Марфа - страница 40
Склоняюсь, в тревоге себя забыв:
– Не ушибся, сынок?
Поднимает глаза, и вижу: отошла печаль, поборолась. Крестится.
– Да мне у реки будто кто-то в белом померещился. Благослови вас Господь, матушка.
Старец это был, думаю. Кто ж еще.
У дома муж поправляет забор. Просит прийти, побыть поблизости. Набираю тарелку творога, посыпаю черникой, поверх немного сахара. Черника только пошла, говорят, она начинается как раз, как пора снимать рожь. Молока кружку полную беру с собой. И выхожу во двор.
Ем понемногу, так, чтоб каждую ягодку чувствовать. С мужем разговариваю и смотрю, что в мире делается.
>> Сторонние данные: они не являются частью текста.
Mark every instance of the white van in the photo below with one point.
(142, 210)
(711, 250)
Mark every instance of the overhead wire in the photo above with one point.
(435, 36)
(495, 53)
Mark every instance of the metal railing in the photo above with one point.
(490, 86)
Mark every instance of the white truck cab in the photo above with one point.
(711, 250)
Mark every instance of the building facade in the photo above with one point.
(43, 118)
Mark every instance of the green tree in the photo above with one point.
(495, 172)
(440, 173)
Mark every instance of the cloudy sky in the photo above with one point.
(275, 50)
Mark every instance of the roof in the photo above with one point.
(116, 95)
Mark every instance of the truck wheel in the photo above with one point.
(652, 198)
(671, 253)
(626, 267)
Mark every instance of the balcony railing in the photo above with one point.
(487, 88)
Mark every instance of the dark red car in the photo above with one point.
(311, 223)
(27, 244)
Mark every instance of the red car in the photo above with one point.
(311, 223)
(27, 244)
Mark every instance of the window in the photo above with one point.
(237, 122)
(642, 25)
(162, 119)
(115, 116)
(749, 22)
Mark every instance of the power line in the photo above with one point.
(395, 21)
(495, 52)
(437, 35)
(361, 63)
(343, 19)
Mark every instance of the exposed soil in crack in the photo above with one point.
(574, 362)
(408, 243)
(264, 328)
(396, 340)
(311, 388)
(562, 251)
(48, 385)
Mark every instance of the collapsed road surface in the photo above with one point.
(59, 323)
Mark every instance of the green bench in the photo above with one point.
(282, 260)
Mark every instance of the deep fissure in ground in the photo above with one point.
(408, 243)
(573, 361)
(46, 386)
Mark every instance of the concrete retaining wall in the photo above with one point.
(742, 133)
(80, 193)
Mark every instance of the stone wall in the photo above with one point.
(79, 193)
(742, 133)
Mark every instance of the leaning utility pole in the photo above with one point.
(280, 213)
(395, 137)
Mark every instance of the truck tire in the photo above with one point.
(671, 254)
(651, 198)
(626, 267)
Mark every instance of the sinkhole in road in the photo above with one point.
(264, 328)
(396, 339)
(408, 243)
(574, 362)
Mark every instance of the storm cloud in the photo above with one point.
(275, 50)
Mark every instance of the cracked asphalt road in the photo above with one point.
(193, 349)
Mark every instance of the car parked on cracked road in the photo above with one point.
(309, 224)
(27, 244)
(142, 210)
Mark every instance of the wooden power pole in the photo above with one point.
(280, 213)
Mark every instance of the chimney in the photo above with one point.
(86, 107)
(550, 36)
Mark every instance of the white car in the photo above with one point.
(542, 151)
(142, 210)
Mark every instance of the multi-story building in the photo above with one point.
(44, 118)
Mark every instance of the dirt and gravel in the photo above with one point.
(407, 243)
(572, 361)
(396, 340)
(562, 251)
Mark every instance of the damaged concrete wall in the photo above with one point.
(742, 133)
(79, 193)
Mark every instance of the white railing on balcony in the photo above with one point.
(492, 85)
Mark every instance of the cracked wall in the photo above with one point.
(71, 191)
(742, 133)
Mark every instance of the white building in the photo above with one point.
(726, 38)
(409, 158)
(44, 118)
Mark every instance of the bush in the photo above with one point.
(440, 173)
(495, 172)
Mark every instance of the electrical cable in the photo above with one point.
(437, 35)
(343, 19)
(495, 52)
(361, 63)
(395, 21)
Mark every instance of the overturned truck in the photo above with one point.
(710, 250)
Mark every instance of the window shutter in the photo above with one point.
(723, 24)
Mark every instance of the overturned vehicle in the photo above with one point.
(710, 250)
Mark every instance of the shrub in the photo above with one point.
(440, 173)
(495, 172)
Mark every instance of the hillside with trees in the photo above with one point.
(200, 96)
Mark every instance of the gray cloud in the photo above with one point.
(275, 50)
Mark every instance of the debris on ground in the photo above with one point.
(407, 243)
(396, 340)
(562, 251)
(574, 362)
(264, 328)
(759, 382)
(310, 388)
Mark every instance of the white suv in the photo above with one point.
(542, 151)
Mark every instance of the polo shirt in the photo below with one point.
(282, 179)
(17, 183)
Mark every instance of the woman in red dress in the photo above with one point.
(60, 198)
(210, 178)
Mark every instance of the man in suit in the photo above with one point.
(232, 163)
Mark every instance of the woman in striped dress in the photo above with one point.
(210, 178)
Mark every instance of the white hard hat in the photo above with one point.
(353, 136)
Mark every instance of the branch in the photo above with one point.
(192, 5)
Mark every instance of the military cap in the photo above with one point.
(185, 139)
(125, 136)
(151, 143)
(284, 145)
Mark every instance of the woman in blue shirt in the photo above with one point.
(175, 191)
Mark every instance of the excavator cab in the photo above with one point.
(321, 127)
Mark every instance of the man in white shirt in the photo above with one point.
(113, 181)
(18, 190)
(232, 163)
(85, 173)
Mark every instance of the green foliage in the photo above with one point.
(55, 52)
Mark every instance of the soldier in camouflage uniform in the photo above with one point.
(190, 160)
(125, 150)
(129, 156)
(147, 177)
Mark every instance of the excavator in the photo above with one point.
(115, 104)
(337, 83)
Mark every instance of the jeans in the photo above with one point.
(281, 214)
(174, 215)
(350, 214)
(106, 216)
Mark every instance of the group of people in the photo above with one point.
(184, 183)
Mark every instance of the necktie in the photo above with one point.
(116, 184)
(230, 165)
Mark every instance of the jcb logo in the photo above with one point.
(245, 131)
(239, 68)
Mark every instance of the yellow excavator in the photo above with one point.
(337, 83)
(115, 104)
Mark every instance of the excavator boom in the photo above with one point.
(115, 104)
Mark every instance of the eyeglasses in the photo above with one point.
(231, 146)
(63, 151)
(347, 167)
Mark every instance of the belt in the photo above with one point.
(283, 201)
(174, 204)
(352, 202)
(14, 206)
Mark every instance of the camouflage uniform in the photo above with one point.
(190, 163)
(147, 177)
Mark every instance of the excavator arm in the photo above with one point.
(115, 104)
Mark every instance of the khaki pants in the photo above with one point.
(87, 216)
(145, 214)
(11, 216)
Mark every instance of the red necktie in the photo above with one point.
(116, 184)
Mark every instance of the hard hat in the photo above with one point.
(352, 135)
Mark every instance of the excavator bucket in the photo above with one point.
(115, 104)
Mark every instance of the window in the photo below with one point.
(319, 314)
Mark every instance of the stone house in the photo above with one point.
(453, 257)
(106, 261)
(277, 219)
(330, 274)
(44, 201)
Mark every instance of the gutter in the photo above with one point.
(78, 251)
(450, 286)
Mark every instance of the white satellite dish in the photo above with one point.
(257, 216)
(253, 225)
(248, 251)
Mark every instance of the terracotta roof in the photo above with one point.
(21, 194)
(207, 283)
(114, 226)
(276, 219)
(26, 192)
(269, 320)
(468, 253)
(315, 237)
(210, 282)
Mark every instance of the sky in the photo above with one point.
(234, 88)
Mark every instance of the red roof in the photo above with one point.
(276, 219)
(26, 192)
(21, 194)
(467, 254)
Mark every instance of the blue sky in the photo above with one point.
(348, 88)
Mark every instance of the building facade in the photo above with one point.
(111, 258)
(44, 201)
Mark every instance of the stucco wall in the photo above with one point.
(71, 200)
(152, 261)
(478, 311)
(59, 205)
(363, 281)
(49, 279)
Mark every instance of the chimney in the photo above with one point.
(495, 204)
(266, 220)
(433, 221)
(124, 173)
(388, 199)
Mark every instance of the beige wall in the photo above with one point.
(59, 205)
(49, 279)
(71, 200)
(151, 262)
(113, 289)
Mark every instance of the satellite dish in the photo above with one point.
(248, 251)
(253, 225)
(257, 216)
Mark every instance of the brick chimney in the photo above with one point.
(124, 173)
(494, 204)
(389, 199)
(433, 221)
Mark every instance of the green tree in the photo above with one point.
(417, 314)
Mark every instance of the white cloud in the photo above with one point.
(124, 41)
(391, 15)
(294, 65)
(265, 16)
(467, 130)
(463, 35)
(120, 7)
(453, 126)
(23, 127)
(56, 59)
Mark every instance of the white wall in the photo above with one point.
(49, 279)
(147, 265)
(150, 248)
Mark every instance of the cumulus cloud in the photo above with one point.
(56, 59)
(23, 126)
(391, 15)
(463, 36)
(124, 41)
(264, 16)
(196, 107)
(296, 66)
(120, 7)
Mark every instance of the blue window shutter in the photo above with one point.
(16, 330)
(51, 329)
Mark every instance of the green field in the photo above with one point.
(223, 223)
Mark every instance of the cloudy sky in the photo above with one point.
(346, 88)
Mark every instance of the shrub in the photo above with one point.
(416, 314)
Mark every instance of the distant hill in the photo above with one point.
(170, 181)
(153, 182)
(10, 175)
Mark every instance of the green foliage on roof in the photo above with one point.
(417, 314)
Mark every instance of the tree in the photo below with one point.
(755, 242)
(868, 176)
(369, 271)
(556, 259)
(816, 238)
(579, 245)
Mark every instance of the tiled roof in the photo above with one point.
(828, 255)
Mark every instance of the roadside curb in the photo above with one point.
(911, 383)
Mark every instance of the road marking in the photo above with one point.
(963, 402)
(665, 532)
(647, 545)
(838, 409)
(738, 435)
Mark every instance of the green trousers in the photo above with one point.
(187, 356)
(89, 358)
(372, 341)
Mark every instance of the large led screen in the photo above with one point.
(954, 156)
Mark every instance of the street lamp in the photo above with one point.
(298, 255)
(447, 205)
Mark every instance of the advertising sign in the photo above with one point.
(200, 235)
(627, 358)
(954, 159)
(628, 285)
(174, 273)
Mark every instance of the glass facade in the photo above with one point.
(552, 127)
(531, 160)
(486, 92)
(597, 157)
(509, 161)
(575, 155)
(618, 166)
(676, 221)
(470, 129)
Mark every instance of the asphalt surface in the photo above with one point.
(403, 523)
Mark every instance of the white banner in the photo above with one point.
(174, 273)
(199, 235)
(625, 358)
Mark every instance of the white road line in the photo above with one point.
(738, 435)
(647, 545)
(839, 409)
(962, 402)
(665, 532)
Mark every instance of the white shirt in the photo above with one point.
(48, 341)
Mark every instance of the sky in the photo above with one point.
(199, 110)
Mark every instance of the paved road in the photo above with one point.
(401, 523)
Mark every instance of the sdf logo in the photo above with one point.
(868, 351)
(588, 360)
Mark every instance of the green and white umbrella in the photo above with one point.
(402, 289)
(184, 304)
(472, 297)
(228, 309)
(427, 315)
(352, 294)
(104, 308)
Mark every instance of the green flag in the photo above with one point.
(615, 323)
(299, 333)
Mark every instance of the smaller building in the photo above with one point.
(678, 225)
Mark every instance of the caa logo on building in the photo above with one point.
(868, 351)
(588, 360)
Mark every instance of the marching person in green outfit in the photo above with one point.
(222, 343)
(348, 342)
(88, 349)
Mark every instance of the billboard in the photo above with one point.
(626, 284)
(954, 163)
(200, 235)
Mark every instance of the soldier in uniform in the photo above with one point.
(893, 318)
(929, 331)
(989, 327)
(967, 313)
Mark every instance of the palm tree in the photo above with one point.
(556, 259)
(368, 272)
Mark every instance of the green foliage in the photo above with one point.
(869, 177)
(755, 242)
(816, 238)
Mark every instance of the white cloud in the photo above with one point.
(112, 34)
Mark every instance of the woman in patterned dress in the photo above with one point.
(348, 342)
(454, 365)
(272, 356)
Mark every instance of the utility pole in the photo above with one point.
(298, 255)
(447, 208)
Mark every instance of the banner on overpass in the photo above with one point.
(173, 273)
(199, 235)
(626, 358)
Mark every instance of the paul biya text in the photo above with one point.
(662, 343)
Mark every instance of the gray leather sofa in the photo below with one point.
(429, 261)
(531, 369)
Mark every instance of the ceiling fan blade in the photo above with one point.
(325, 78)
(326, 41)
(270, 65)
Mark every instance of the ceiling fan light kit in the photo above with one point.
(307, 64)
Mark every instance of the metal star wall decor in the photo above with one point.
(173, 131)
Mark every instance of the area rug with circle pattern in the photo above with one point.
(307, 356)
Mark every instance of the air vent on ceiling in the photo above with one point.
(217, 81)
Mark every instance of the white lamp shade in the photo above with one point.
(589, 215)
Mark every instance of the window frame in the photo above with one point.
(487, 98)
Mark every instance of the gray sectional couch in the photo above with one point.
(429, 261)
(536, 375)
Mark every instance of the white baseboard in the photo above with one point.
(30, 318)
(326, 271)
А в мире птичка нацелилась на некрупную бабочку. Бабочка перелетает, птичка с ветки липы следит за ней пристально. Наконец, бабочка села на траву, тут птичка – раз, летит вперед низко. Но между ними кот распластался в траве. Бросок – и лапа кота касается крылышка птички.
Бабочка улетела, ничего не заметив. Птичку как будто отбросило – не ожидала.
А я сижу и думаю: когда и я, словно глупая птичка, в охоте за малым не заметила страха большего?
Вкусен творог, прикрываю глаза. Сижу, покачиваясь.
– А правда, что вам вчера поп машину святил?
Киваю соседям.
– Что, так и благословил: «и возницу, и колесницу»?
И рассказывают соседям, что пришли к ним из дома напротив. А те дальше.
Вдруг бушевание крыльев – и с дальней березы в воздух вздымается стая птиц. На минуту закрыли небо.
А кот уже снова занят. Он встретил ребенка жабы и пихает его лапой. Жабенок не как лягушонок, он совсем не умеет прыгать. Дрожит квадратной головой, и так, дрожа, цепенеет. Бестолковый детеныш жабы не может ни бежать, ни драться. Надо кота из схватки изъять: выходит не очень честно, и я его забираю. Иди – говорю – к ежонку, это будет куда интересней. Вон он бродит в углу, где сено.
Под березой растет волнушка, у нее крупная шляпка прикрыта желтым листком. Крыжовник в кольчуге колючек еще и оброс крапивой. Совсем как детеныш жабы, которому не убежать.
Если в плохую погоду сесть за руль машины, то даже чтобы поехать в село, начинаешь думать, как их оставить. Но отцу показалось, что он болен, вот он и роздал множество указаний. Сыновья взялись стучать молотками, дочери поленились ехать, а мне развлечение, я и собралась.
Машина ползет тихонько под низким небом. Нет, это не небо – взвесь. Лиловая взвесь, инопланетный клейстер из специальной картошки, в которой один йод, а крахмала совсем не осталось.
Какие странные чувства я переживала, глядя в окно машины… То вдруг у меня жизнь моя мелькать начинала страница за страницей, то по непонятной причине я засыпала на секунду, и вот пульсировала так: жизнь – сон. Жизнь-сон. Вся жизнь прошедшая. Хотя, что это я: «вся». Разве ж мне всю собрать. Я и части не соберу, хоть кажется, что огромная. Я ехала и думала, сколько же всего. И отчетливо понимала, что завершается некий этап. И с отпуском это не связано совершенно. Просто время вышло и надо перевернуть следующую страницу, а я никак. Потому и мелькает прошедшее, что я его веером перед собой расправляю, не имея решимости заглянуть в уже наступившее будущее.
Я думала, что обязательно опознаю нечто новое. Чувствовала, что должна. Казалось, оно вот-вот выпрыгнет из-под колес или замаячит утекающим зайцем, но я успею его рассмотреть.
Приехала в село, устала, словно полдня пути. Мужнину записку продавцу хозтоваров протянула, он в багажник машины что-то покидал, я расплатилась и спустилась к реке. И вдруг прямо на меня идут три пьяницы.